AnalysesNuméroSanté mentale
02.12.2025
Numero: 24

Quand la santé mentale est impactée par la précarité

Le 7 octobre dernier, le CPAS de Saint-Gilles organisait une journée de réflexion pour envisager les liens entre santé mentale et précarité, les constats propres au territoire bruxellois et les possibilités de prises en charge de ces personnes en difficulté. Travailleur·euse·s sociaux·ales, psychologues et autres acteur·trice·s de terrain étaient présent·e·s en nombre pour  réfléchir au phénomène et trouver des pistes de solution pour aider ce public.

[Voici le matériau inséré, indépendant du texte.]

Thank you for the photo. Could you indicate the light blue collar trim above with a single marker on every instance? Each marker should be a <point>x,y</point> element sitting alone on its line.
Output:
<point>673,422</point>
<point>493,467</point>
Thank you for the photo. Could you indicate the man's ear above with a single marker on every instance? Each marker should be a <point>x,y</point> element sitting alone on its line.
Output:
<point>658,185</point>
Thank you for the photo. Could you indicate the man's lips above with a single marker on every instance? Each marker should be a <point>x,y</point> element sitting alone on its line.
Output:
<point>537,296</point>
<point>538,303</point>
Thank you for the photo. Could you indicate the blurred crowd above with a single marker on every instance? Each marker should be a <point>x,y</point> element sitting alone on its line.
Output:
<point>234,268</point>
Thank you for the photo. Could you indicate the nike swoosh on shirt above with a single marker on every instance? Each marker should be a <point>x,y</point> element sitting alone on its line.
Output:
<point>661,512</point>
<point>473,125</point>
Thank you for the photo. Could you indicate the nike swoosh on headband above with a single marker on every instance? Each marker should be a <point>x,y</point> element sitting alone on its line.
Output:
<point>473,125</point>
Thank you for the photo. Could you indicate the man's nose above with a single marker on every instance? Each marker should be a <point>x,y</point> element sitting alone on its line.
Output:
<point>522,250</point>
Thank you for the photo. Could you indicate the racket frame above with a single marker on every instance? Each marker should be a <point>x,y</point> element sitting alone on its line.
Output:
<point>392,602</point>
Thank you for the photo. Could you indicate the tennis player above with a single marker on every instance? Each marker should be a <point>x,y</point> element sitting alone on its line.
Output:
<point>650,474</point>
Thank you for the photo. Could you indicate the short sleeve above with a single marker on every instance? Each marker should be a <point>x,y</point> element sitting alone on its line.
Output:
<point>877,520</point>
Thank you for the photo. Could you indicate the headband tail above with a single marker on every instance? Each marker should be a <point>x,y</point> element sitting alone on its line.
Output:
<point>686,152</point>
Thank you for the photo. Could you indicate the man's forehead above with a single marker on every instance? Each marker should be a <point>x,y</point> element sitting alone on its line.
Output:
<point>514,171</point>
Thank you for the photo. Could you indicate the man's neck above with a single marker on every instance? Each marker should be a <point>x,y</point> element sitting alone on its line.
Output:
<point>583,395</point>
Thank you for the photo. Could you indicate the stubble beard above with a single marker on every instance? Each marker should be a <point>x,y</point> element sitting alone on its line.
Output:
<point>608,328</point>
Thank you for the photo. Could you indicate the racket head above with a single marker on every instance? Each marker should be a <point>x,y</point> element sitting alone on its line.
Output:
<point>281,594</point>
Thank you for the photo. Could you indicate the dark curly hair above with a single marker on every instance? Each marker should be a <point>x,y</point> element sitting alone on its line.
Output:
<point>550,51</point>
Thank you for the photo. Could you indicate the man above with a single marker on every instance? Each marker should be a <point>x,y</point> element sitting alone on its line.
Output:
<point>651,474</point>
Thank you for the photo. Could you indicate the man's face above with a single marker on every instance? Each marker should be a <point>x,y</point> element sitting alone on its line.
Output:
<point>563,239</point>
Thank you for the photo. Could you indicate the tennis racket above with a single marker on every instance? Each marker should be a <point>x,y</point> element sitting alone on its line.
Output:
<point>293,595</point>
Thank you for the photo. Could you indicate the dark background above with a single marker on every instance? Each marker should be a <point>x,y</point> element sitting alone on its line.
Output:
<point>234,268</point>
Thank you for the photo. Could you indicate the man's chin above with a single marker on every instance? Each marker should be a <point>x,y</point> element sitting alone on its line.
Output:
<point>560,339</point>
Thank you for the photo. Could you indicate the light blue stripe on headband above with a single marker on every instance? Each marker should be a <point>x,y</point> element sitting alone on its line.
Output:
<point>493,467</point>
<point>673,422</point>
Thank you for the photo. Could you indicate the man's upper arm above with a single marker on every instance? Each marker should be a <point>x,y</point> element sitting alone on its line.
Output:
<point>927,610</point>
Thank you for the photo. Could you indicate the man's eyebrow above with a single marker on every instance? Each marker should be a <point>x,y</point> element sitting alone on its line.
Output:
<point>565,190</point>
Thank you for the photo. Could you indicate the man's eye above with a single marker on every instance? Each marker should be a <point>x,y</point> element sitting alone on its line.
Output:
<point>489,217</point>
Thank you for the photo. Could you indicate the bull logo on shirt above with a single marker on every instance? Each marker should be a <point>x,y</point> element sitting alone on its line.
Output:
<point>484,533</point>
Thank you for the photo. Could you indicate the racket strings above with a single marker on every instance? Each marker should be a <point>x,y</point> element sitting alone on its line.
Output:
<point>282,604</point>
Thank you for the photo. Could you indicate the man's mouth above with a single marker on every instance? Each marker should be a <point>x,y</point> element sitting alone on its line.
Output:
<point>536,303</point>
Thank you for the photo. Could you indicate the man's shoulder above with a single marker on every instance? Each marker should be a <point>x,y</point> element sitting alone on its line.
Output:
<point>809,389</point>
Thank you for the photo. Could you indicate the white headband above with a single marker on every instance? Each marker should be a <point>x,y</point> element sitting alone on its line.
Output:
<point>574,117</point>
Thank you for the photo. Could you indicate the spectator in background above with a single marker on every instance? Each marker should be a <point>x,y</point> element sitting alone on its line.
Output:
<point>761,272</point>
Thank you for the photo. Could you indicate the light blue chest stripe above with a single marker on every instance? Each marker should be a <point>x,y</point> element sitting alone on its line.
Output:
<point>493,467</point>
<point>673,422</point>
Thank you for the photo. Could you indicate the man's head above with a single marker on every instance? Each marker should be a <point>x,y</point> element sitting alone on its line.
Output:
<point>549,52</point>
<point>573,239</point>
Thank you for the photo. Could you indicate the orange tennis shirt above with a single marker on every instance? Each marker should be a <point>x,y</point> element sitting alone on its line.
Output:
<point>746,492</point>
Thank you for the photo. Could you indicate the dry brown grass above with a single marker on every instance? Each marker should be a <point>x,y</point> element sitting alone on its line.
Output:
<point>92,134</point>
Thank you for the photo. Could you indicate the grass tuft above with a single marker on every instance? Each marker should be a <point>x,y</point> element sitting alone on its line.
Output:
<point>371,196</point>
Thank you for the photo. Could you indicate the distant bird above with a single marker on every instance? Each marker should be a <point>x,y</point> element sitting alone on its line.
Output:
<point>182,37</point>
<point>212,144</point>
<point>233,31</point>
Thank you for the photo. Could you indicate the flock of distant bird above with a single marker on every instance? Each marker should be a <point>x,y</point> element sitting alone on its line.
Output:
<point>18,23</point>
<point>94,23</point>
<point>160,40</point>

e-Mag Bxl santé N°24 - Quand la santé mentale est impactée par la précarité

C’est à l’invitation du CPAS de Saint-Gilles que les participant·e·s à cette journée se sont réuni·e·s pour réfléchir aux interactions qui se lient entre santé mentale et précarité.

Myriam Amrani, présidente du CPAS de Saint-Gilles, a planté le décor en resituant la problématique au lendemain de la crise Covid, au terme de laquelle on a pu observer le cumul de difficultés pour les personnes présentant des problèmes socio-économiques.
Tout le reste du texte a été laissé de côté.